Losing kidney function is a serious health condition that requires expensive medical treatment.
Kidneys are vital organs that require dialysis or a transplant if they fail.
People suffering from permanent kidney failure are eligible for Medicare to help cover high medical costs.
What are Kidneys?
Kidneys “clean” blood in the body, filtering out waste and extra water to make urine. Factors such as diabetes, high blood pressure, tobacco use and more can damage this filtration system.
How do Kidneys Lose Function?
Kidney failure can occur gradually in stages of chronic kidney disease, known as "CKD." The stages are defined by decreasing glomerular filtration rate, a measure of how effectively kidneys filter blood. The final stage, CKD 5, is another term for ESRD and means that the body can’t function with its kidneys as is. An ESRD diagnosis is when many people turn to dialysis or kidney transplantation.

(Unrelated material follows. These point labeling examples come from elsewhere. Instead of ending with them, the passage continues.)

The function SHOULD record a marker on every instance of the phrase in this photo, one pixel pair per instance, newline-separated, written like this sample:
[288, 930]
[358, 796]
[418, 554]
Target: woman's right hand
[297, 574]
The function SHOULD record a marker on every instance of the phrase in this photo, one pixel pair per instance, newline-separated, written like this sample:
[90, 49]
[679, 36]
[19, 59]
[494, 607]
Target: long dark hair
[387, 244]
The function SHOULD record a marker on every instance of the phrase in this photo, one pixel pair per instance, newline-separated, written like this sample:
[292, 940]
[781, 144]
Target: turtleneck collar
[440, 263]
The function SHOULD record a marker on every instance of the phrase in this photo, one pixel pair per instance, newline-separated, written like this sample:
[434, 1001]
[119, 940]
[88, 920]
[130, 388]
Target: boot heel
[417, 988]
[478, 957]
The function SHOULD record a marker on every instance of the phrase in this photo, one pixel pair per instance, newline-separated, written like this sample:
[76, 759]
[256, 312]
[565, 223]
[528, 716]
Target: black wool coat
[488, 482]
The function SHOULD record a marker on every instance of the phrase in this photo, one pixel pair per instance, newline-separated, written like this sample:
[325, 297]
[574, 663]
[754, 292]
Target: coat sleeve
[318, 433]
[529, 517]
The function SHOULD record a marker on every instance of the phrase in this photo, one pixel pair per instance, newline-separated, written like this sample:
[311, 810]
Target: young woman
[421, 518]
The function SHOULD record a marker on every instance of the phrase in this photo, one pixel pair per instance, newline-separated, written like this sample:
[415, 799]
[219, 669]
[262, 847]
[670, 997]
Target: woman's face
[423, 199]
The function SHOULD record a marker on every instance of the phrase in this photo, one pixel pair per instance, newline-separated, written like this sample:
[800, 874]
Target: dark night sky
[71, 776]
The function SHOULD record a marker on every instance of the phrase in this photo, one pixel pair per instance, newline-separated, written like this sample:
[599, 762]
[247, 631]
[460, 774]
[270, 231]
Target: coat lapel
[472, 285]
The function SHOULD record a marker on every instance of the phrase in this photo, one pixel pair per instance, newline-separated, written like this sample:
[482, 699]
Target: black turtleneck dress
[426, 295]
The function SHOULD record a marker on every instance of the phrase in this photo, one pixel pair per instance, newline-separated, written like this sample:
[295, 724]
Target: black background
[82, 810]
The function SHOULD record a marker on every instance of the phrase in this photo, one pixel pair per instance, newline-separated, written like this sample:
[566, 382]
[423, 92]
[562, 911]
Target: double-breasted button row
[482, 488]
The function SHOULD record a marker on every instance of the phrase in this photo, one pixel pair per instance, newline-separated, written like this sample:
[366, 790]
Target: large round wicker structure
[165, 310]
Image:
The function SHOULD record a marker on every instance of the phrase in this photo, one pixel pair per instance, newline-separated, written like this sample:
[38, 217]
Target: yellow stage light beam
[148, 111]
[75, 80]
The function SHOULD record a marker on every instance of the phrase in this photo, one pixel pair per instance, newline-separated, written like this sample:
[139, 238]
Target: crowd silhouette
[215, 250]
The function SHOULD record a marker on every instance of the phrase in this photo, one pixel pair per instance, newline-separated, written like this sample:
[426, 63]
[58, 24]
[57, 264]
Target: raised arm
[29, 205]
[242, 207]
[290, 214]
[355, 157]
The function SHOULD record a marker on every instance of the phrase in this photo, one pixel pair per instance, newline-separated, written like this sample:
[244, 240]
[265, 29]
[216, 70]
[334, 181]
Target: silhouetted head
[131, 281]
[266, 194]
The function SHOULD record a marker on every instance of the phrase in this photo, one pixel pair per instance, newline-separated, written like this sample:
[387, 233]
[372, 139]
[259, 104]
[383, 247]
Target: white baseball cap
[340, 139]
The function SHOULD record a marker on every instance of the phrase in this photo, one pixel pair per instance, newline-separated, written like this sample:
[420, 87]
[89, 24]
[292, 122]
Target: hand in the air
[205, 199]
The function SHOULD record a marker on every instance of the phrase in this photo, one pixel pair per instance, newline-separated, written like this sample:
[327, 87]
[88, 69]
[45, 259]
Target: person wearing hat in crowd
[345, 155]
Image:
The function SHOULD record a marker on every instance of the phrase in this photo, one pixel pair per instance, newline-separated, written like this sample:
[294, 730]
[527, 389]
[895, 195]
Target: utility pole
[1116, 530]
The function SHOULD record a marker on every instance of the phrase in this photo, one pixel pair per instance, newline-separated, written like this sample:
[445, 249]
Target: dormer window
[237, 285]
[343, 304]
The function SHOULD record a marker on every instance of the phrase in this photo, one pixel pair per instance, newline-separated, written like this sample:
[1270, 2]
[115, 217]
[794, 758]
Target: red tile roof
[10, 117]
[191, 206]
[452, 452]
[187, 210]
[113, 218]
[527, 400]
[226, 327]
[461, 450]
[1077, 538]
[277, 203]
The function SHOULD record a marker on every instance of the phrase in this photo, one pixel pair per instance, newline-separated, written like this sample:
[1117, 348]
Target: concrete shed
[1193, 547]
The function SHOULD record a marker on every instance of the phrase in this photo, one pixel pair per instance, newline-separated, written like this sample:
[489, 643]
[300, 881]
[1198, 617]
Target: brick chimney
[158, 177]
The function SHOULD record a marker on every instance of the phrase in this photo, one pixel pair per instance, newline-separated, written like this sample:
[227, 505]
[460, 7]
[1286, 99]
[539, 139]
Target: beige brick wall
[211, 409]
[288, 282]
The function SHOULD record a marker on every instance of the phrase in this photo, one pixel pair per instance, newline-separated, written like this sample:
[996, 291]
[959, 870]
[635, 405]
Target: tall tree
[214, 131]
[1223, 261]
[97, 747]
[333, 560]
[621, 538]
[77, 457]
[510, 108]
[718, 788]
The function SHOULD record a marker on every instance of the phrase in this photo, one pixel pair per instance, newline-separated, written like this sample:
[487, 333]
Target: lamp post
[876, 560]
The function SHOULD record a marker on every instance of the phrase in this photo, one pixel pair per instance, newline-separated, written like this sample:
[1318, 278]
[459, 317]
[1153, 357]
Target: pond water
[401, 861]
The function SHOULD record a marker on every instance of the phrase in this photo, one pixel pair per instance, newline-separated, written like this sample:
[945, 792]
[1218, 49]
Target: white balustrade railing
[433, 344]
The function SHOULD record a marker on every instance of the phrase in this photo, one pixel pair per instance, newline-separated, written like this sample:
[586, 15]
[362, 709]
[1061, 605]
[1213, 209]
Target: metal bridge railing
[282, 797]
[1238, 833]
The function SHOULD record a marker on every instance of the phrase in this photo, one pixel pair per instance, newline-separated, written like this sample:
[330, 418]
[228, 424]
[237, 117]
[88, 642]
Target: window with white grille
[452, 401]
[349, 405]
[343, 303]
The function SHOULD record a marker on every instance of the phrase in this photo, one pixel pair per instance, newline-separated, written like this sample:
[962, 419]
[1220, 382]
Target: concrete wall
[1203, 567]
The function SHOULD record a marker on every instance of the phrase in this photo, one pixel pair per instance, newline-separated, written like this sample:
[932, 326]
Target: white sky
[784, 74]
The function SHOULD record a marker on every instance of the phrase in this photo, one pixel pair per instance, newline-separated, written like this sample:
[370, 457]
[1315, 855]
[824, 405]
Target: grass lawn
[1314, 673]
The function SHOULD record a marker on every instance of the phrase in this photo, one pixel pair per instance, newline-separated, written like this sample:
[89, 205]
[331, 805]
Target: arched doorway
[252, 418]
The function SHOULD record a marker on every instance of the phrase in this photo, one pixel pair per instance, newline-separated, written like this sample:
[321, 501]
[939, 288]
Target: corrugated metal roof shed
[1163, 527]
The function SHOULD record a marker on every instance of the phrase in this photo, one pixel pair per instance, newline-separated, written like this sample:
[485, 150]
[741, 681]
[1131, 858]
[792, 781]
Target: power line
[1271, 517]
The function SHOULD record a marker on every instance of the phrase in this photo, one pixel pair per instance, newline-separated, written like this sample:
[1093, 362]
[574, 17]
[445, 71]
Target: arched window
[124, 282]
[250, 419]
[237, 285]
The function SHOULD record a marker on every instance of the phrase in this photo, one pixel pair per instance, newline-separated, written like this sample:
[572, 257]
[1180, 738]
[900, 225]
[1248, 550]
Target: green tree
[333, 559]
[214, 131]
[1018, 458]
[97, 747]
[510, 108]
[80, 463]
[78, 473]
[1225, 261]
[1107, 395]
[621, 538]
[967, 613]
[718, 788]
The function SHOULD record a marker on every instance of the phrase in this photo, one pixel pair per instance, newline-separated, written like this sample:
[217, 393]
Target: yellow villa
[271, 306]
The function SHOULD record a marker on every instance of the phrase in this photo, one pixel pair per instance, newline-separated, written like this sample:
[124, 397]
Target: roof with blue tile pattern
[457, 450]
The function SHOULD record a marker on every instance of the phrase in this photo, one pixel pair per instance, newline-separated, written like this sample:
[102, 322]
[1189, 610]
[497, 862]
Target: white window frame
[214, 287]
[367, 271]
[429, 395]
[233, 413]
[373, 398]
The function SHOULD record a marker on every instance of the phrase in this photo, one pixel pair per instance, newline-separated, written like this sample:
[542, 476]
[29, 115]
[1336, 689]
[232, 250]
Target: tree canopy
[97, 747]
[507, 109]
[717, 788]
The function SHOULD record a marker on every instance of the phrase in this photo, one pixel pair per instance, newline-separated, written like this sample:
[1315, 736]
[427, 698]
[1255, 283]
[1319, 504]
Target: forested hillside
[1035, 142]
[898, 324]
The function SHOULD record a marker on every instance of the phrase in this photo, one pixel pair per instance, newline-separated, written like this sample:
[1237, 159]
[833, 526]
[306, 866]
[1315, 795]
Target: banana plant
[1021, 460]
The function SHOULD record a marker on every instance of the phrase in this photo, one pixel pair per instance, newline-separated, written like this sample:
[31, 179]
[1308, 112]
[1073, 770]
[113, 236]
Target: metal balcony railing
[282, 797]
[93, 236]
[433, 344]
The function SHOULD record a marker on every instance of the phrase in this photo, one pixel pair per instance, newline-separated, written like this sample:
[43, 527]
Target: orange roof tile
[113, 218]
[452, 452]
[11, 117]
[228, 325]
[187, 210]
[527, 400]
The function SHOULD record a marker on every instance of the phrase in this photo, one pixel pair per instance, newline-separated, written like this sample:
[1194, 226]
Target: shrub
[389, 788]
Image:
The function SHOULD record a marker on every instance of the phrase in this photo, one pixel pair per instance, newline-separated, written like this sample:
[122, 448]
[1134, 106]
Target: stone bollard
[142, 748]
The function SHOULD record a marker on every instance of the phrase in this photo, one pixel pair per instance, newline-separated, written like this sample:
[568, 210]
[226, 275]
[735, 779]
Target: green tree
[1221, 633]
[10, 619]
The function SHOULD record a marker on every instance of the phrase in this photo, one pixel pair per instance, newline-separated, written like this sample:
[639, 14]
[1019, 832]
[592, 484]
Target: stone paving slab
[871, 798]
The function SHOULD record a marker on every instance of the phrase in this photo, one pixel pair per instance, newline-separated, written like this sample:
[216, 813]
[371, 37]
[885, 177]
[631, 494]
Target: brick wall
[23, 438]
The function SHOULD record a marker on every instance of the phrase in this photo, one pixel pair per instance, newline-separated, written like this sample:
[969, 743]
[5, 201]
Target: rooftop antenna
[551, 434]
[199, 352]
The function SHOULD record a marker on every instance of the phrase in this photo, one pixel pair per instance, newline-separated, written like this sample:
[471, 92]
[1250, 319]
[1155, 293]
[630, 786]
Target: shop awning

How Do We Treat Kidney Failure?
Since kidney failure is irreversible, a kidney transplant is the ideal medical treatment for ESRD. A kidney can come from a deceased donor or a live donor (since humans only need one kidney to function). Due to a critical shortage of available organs, people with ESRD typically join a transplant waitlist. After a transplant, recipients must indefinitely take drugs that suppress their immune system—otherwise, the body may reject the transplant.
Dialyzing involves getting “hooked up” to a machine that filters blood outside the body. Though dialysis is a temporary alternative to receiving a transplant, many people on dialysis pass away before receiving a new kidney.